Sorry Bob, but a person would have to be dumb as a post not to realize that flying a confederate flag represents to many people in this country the belief in their inferiority. If a flag is in a museum, or in a modern day historical battle, it most certainly is not being displayed for hate. Any other person who flies or displays that flag is doing so with the distinct understanding that the flag was created to represent what the vice president of the Confederacy made crystal clear:
On March 21, 1861, Stephens gave his famous Cornerstone Speech in Savannah, Georgia. In it he declared that slavery was the natural condition of blacks and the foundation of the Confederacy. He declared, "Our new Government is founded upon exactly the opposite ideas; its foundations are laid, its cornerstone rests, upon the great truth that the negro is not equal to the white man; that slavery, subordination to the superior race, is his natural and normal condition."

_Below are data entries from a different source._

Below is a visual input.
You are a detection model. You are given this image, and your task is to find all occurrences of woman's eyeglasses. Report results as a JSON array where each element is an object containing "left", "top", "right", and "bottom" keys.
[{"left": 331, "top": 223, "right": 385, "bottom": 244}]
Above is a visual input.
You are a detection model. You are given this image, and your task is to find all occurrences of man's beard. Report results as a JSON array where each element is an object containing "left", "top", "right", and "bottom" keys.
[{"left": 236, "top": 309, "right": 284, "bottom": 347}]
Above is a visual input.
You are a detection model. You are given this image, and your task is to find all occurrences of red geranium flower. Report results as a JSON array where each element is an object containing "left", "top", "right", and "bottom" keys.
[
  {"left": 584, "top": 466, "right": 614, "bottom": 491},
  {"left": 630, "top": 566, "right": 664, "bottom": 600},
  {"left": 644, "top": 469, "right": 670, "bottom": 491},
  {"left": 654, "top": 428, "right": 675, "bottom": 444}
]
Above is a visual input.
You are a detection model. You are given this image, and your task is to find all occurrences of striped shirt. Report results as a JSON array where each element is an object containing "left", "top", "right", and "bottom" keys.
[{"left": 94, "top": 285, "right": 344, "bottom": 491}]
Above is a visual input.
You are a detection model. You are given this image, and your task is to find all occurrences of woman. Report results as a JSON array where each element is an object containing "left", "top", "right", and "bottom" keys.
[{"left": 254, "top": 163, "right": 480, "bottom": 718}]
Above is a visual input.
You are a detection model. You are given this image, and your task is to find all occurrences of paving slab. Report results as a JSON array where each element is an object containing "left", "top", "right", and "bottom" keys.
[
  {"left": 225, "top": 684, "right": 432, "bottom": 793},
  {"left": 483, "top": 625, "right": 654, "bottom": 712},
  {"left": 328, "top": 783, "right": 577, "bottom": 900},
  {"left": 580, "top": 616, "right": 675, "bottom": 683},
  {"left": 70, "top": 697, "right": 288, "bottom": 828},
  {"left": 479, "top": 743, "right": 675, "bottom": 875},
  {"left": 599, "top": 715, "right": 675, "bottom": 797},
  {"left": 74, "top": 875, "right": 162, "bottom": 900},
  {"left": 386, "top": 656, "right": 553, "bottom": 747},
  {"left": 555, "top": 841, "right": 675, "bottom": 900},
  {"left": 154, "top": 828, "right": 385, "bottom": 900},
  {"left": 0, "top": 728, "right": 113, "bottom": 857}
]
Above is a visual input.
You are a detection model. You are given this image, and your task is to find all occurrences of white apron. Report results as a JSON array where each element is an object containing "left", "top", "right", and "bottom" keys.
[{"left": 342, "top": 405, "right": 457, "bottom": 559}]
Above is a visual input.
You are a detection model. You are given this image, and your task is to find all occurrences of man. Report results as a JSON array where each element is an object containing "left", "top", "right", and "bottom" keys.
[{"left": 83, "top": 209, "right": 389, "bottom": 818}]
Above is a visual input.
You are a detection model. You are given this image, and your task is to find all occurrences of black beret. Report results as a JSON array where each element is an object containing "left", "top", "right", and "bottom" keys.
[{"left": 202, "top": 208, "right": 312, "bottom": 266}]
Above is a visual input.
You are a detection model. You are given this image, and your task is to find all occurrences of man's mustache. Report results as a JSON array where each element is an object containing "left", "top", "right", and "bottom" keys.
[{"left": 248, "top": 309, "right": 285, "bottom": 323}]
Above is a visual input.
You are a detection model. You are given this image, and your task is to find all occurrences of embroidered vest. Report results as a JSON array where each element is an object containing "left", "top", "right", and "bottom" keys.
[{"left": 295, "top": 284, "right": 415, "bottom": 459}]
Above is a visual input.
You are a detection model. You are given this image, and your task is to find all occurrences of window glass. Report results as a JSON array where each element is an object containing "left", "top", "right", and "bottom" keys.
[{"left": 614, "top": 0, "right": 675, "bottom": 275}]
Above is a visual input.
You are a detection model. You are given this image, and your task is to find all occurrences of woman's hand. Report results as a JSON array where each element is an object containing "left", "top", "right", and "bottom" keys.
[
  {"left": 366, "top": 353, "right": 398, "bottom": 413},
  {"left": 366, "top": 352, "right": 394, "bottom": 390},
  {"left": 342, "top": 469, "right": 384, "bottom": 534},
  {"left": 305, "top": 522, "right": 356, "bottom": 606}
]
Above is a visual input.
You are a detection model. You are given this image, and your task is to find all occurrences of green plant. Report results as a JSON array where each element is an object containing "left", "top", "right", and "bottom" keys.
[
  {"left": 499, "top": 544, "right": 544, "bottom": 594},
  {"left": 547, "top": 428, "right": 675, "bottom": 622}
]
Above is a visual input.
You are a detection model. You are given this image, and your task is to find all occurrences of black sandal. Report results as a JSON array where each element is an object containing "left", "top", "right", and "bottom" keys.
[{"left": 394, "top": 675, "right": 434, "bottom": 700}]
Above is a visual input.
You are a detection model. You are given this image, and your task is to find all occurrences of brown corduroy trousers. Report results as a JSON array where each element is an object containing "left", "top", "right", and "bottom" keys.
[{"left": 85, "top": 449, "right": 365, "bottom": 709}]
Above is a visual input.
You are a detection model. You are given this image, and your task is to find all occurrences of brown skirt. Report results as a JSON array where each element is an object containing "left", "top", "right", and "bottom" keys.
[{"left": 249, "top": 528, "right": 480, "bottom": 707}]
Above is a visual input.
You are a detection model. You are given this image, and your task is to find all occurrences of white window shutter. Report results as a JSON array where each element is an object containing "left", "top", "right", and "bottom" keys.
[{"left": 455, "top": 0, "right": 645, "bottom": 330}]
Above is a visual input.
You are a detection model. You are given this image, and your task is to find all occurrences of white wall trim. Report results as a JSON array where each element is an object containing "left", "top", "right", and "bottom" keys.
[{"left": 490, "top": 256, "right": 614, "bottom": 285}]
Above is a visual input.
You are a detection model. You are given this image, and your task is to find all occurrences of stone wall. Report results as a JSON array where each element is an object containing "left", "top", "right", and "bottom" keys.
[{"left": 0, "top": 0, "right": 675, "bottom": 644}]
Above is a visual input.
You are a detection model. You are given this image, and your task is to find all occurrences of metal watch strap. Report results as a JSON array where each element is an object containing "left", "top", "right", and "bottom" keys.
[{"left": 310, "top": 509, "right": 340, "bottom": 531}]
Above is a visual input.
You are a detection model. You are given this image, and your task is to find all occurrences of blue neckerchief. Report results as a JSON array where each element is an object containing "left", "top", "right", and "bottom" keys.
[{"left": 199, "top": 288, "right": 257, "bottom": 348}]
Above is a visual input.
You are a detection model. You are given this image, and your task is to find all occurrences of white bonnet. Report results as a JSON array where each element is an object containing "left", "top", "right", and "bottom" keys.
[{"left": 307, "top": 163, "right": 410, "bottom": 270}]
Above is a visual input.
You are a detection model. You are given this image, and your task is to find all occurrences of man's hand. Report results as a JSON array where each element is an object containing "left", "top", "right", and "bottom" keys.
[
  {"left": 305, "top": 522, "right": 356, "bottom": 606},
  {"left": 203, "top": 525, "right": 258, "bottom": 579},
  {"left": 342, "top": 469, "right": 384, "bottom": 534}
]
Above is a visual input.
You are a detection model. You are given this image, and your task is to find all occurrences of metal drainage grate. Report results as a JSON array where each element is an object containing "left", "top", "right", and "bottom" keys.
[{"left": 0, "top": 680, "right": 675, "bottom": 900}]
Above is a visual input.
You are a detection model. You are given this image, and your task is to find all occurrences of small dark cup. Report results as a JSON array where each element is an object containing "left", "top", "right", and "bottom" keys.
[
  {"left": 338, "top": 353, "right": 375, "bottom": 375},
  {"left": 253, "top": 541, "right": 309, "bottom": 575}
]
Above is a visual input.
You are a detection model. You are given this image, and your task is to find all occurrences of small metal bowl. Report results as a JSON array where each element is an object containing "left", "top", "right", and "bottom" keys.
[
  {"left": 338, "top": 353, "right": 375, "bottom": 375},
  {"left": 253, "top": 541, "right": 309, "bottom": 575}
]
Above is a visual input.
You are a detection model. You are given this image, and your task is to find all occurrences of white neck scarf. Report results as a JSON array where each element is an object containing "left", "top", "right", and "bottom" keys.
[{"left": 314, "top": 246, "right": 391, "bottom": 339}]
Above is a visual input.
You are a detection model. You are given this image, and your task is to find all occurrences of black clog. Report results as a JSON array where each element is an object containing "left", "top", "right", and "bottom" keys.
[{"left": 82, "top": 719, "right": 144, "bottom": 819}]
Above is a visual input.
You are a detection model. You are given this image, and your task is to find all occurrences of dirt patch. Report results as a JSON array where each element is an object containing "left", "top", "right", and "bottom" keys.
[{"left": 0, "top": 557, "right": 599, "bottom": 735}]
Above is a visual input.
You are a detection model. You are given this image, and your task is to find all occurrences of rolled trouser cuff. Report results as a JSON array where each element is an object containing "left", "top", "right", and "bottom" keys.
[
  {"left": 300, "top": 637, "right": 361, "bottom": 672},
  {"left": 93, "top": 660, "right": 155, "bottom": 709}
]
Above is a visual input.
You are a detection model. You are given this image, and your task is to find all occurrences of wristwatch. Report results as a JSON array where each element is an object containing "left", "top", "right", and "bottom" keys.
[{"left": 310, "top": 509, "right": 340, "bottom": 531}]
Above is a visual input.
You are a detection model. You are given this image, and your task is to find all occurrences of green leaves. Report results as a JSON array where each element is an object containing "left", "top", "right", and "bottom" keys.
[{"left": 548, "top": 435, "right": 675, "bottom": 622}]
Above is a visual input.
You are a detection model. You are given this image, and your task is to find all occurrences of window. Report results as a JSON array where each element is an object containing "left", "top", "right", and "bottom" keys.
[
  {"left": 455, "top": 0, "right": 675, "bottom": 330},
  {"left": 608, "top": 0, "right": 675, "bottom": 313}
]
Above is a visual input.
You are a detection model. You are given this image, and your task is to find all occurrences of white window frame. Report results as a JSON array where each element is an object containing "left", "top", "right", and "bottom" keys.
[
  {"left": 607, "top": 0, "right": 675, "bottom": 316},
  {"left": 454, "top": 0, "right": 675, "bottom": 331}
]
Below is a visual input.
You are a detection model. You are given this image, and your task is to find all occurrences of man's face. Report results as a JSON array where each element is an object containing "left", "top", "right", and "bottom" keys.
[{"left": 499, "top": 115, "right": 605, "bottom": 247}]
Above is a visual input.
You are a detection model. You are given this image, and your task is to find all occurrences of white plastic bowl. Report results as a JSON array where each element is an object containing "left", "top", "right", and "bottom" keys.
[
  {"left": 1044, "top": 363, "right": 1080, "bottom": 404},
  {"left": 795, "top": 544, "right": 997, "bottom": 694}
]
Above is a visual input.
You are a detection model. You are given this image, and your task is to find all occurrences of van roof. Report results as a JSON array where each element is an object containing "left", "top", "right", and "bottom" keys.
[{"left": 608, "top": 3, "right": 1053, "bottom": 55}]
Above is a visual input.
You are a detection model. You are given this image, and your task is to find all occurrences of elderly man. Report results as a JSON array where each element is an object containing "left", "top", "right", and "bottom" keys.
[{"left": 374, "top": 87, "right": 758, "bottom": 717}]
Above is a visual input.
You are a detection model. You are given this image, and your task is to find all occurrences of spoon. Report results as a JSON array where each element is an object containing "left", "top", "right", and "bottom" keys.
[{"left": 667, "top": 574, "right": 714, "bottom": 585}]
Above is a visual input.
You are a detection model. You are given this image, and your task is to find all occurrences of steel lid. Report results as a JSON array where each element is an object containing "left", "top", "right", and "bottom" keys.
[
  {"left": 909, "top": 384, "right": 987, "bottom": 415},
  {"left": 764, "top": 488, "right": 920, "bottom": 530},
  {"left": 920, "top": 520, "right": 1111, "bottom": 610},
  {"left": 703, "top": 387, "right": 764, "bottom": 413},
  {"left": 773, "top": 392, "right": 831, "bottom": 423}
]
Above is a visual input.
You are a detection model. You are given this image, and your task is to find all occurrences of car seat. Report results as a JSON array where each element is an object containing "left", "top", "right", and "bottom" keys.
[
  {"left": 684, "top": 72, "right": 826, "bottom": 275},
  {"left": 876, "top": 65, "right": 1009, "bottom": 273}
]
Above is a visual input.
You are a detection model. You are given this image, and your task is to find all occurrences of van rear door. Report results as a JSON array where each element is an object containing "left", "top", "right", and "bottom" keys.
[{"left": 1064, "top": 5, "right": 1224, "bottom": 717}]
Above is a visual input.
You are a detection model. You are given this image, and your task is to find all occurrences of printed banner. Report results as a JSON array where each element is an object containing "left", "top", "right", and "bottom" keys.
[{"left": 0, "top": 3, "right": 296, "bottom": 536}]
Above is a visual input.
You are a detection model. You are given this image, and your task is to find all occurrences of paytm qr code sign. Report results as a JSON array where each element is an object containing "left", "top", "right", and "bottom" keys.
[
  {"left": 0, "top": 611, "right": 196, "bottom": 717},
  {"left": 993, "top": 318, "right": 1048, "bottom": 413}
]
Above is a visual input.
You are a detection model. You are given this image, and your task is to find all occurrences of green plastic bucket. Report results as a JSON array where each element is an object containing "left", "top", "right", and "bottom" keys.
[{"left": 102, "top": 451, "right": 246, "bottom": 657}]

And your heroes the Allman brothers were redneck heroin addicts who were one hit wonders with ramblin man and never made the top 50 artists in Rolling Stone and used the terrorist flag on one of their albums to appeal to a certain audience, which up North is an Irish clover leaf on a bar......dog whistles are not exclusively in the South and racism is nationwide, and my toothless, lawn cutting career, alcoholic neighbor who wears a kerchief on his head, wears short shorts that exposes his bulging belly as he thinks he is a ladies man at 72, and flies his confederate flag because he thinks it is about heritage, or in your case you argue.....hey...the heroin addict had a black man in their band......the flag represents heritage......my asz.......as Phil Collins slipped at a music award show.....its getting a little dark around here. Hell, music and the equality it represented was exactly the appeal of dope bros and their rebel flag.....the rejection of modern American music and a safe haven for the haters as black performers were getting access to tv, music, and movies. It was as much of a racist reflex to the darkening of American culture than it was the quality of their music. I liked their music, but I understood what they stood for in America.